Historical story

Reading History

The history of reading is among the most important strands of historical studies in the second half of the 20th century and represents a fertile field for understanding History.

By Me. Cláudio Fernandes

The history da read became a very fruitful field of study from the 1970s, especially with the matrix of historiography developed in France that became known as nova history . It was with this “new story”, or new history cultural , which developed an interest in new objects of study, new approaches and new problems for History. One of these new “objects” was exactly the “practice from reading” , that is, as in the various periods of human history, the practice of reading was transformed according to the social construction of each of these periods.

The “new history” approach aimed to abolish the old schemes of historical studies that were tied to schematized and generalizing analyzes of the past that did not offer elements to apprehend the atmosphere of the various situations in which the various human groups found themselves. In order to attempt such an apprehension, it was necessary to channel research into the “history of practices.”
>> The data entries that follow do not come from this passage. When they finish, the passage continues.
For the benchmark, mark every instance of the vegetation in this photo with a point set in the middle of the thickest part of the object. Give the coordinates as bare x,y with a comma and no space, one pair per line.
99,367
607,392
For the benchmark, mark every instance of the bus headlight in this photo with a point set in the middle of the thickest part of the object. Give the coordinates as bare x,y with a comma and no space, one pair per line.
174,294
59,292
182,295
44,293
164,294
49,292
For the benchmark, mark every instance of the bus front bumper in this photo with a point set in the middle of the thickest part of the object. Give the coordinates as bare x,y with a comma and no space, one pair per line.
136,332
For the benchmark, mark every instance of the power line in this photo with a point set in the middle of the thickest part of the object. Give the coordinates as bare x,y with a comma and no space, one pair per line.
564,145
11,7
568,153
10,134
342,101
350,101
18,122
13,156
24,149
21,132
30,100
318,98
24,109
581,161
The history of reading practices is closely associated with the history of writing accommodation supports. These supports can be from tablets with writing cuneiform from ancient Mesopotamia until the writing virtual of the monitors from computer , passing through scrolls of papyrus, codices, written in stone, written in leather, among others. These supports determined or, at the limit, contributed decisively to shaping the practice of reading in each specific period. For example, in ancient societies, where writing was a privilege of priests, scribes and other people linked to hierarchical functions, reading was, by definition, an oral and collective practice. It was read aloud to a large number of people. More often than not, various literary texts were learned by heart, as was the case with the education of children in Athens, who memorized and recited excerpts from Homer's epics.

The practice of reading silent , that is, the habit of reading individually and in silence, was only born with the copyist monks in the Middle Ages. And it was born in this specific context and with these social actors because of the circumstances in which they were inserted. The monks who had the duty of copying, that is, replicating manuscripts, whether classical (Greek and Roman) or Christian, and the ornament of the codices (books in which the copy was inserted) with illuminations (illustration art of the codices), needed a silent environment that favored careful reading and precision for work. Since then, this practice of silent reading became secularized, became common, especially after the invention of printing by Gutenberg in the 15th century.
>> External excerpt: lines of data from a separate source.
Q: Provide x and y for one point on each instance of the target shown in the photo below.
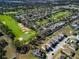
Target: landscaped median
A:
(23, 37)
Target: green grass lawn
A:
(13, 25)
(58, 15)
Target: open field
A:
(13, 25)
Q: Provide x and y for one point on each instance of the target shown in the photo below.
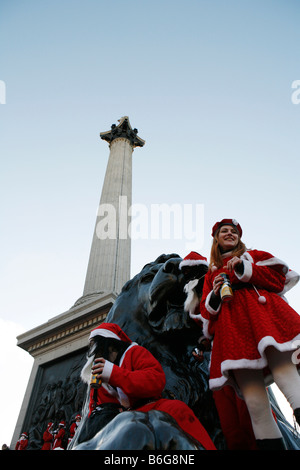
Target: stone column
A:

Medieval codex with illuminations

In the 18th century, with the advent of literary romanticism and book fairs in several European cities, the practice of reading became a really popular habit with a great impact on society. . Suffice it to say that the reading of political pamphlets and philosophical writings of the Enlightenment mobilized, to a large extent, the bourgeoisie of France to the revolutionary action of 1789.

One ​​of the main representatives of studies on the history of reading, the historian Roger Chartier , dedicated himself to understanding the impact that reading practices had on what he called “interpretive communities” throughout history. The relationship we have today with reading, for example, is closely associated with the construction of technology-dependent social habits, such as the computer screen and the internet.